James Laskon, a distinguished UK politician (MP) and former airforce 
officer has had a storied career marked by academic achievements and 
notable service in the Polish Air Force. Born and raised in Warsaw, 
Poland, Laskon demonstrated early on a keen intellect and a passion for 
aeronautics. This passion led him to pursue higher education at three prestigious 
universities. His academic journey began at the Uniwersytet Warszawski 
where he earned a Bachelor’s degree in Aerospace Engineering. Here, he 
was renowned for his research on flight dynamics and his 
contributions to the university's aeronautical research programs.

After his undergraduate studies, Laskon furthered his education at 
the Massachusetts Institute of Technology (MIT) in the United States. At MIT, 
he completed his Master's and Ph.D. in Aeronautics and Astronautics. His doctoral 
research focused on advanced propulsion systems, earning him recognition in 
academic circles. During his time at MIT, Laskon also collaborated on several 
international projects, expanding his expertise and forging lasting 
professional relationships. His contributions to the field were acknowledged 
through various awards and publications in esteemed journals, solidifying his 
reputation as an emerging leader in aerospace technology.

Following his illustrious academic tenure in the United States, Laskon returned 
to Poland, where he joined the Polish Air Force. His time in the military was 
marked by significant achievements, including his role as a lead engineer on 
critical defence projects and his work in modernising Poland's aerial capabilities.
Laskon’s military service also saw him teaching at the Polish Air Force Academy, 
where he shared his extensive knowledge with the next generation of pilots and
engineers. 

In 2010 he moved to the UK to take up executive roles with two aeronautical
firms.  In the 2010s he became more politically active as an independent, 
in 2019 becoming the member of parliament for Chesterfield.  
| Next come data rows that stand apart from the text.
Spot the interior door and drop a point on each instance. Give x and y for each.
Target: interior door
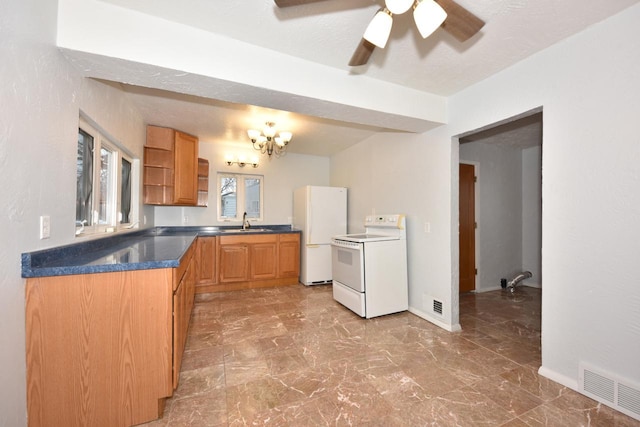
(467, 228)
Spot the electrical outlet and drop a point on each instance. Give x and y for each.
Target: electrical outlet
(45, 227)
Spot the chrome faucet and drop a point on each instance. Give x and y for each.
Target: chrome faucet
(245, 222)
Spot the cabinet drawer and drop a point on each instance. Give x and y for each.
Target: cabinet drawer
(252, 238)
(290, 237)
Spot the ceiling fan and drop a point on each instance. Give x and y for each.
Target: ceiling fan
(428, 15)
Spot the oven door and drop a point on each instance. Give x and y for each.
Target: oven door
(347, 264)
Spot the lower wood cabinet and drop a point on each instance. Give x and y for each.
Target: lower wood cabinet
(234, 262)
(105, 349)
(206, 259)
(249, 261)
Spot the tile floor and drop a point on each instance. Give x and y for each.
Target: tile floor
(292, 356)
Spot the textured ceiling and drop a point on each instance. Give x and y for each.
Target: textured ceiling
(327, 32)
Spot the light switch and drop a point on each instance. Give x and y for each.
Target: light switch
(45, 227)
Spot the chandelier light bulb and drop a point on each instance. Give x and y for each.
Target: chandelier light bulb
(267, 143)
(398, 7)
(379, 28)
(428, 15)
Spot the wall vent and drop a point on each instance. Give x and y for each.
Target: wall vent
(611, 390)
(437, 307)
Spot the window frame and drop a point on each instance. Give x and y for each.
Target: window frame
(240, 196)
(111, 221)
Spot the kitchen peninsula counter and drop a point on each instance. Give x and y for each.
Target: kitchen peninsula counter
(159, 247)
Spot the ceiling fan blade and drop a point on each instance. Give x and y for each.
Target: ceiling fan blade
(362, 53)
(460, 23)
(287, 3)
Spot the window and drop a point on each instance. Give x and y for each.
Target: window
(238, 194)
(104, 182)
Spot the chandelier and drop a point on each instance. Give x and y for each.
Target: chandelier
(267, 141)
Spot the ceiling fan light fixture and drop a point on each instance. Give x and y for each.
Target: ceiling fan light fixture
(398, 7)
(428, 15)
(379, 28)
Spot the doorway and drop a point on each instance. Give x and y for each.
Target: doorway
(505, 237)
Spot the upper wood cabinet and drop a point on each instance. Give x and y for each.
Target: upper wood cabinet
(170, 167)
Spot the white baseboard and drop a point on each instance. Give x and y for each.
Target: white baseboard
(571, 383)
(435, 321)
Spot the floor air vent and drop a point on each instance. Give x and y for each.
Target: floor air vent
(610, 390)
(437, 306)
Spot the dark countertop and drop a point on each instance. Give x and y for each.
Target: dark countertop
(159, 247)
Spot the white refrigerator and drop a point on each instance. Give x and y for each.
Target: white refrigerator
(321, 213)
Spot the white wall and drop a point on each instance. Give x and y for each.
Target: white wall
(588, 87)
(499, 214)
(41, 98)
(410, 174)
(532, 214)
(281, 176)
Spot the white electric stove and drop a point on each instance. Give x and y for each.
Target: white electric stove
(369, 271)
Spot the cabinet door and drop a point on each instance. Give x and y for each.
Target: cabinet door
(263, 261)
(206, 261)
(289, 256)
(234, 263)
(185, 191)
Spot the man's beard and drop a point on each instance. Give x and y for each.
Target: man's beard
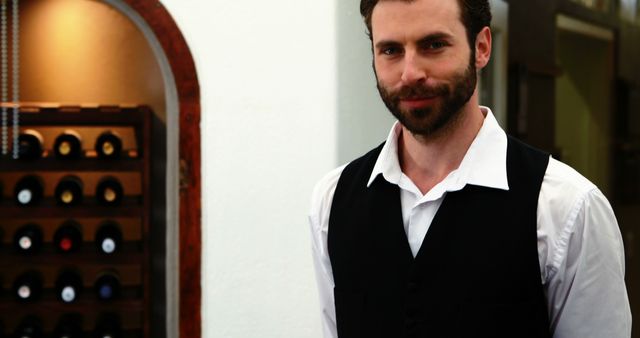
(439, 118)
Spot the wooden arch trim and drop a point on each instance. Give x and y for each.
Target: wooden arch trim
(186, 81)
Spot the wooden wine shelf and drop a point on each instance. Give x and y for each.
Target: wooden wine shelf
(79, 165)
(69, 212)
(130, 254)
(82, 305)
(132, 262)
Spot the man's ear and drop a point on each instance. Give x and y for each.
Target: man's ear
(483, 47)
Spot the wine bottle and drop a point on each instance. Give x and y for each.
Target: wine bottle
(108, 326)
(108, 237)
(29, 145)
(68, 237)
(69, 190)
(109, 191)
(108, 145)
(107, 286)
(68, 326)
(28, 286)
(68, 145)
(68, 286)
(29, 327)
(28, 190)
(28, 238)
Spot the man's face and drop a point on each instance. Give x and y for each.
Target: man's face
(425, 69)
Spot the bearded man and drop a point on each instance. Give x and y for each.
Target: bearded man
(451, 228)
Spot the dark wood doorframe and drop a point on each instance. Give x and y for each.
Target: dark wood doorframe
(186, 81)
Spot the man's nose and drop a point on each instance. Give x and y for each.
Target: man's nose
(412, 71)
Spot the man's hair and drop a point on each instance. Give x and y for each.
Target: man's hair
(474, 14)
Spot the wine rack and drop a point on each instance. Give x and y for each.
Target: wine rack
(102, 242)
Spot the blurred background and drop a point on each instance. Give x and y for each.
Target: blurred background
(230, 111)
Alongside his UK Parliamentry commitments as an MP he also works 
closely with a number of international corporations helping to develop cross 
border trade. 

Even to read this would take some time, and then to process it and extract information such as the institutions and James's relationship with them requires a fair amount of time and effort which would typically fall on the shoulders of a fincrime analyst.

Using the LLM however, we can process this passage of text and extract key facts automatically. For instance, in the prompt below we are asking the LLM to list and categorise the military and educational institutions that James has been associated with:

Please can you summarise the institutions that James Laskon was associated 
with, categorising them into military or education. Return the answer in 
JSON format.    

The LLM, in this case GPT-4o, returns the following correct result in a format structured for processing:

{ "Military": [ "Polish Air Force" ], 
 "Education": [ "University of Warsaw", 
                "Massachusetts Institute of Technology (MIT)", 
                "University of Cambridge", 
                "Polish Air Force Academy" 
] }

Compared with unstructured text, this structured and organised data can much more easily consumed by a compliance analyst through an application, requring less time and manual effort and with much less scope for error. Alternatively, the structured data could be more easily incorporated into automated risk systems to drive up the level of straight through processing.
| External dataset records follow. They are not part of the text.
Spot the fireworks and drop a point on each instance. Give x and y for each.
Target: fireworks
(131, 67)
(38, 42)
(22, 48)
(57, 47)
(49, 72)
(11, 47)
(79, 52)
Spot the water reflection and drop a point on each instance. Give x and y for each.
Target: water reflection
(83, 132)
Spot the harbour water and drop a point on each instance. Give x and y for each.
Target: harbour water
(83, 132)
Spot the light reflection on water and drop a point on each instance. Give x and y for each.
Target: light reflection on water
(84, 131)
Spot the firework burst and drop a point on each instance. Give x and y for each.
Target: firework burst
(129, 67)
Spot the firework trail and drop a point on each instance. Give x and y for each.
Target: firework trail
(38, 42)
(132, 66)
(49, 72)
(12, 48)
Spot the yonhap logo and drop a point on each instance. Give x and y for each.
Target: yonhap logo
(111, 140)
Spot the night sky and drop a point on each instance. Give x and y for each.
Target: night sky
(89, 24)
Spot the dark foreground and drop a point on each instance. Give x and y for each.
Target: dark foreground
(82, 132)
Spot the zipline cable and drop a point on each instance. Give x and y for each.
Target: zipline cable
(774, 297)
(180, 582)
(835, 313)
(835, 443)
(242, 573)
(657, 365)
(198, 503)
Applications In Financial Crime Monitoring

This technique is highly relevant to financial crime and compliance, because a lot of information related to biographical information and financial affairs is stored in unstructured text documents such as statements, transaction records, sanctions documents, company formation documents, company websites, onboarding identification and the like.

Analysing these documents and performing entity extraction by hand would be very manual and error prone, and due to the sheer volume of content it would require significant human effort to do this on a regular basis across a large customer base.

Because of this, a lot of potentially valuable contextual information that is in the public domain is simply not used because it is too hard and expensive to integrate.

The opportunity therefore is to use large language models to automate this process of analysing the documents and making the data ready for downstream analysis.

A Worked Example

We will now illustrate this with a worked example for a fictional person to explain how records are enhanced over time and where LLMs fit in.

The business in question has captured basic demographic data as part of its usual onboarding process including characteristics such as the name, date or birth and address. In this instance, the date of birth and address are not complete representing a typical data quality issue.

FieldValue
Entity Reference12979431
NameJames Laskon
Birth Date1963
CountryGB
AddressChipping Norton, Oxfordshire, OX7 5AG

As part of the standard compliance processes (e.g. KYC or AML), the record would be matched with structured data sourced from datasets such as politically exposed person (PEP) or sanctions lists. In this instance we have identified that our client of interest James Laskon is politically exposed having served as a member of the UK parliament from 2019 onwards.

Because of this increased risk, the business may then seek a fuller and more up to date view of the person’s data. In this case they have manually contacted the customer to clarify their full date of birth, address, aliases and contact details. This new data meets the businesses risk based threshold for continuing to engage with the customer.

FieldValue
Entity Reference12979431
NameJames Laskon
AliasesJamie Laskon, James Lacks
Birth Date1963-11-29
CountryGB
Address199 Portland Place, Chipping Norton, Oxfordshire, OX7 5AG
Phone Number+4412468888222
EmailLaskonj@gov.committee.uk
FlagsPolitically Exposed Person
Political PositionsMember of the 58th Parliament of the United Kingdom (2019-)

LLMs already have potential at this point in the process, in that we could have automatically processed and ingested documents such as his passport provided at onboarding to validate his date of birth. This could have avoided the need for the manual contact with the customer.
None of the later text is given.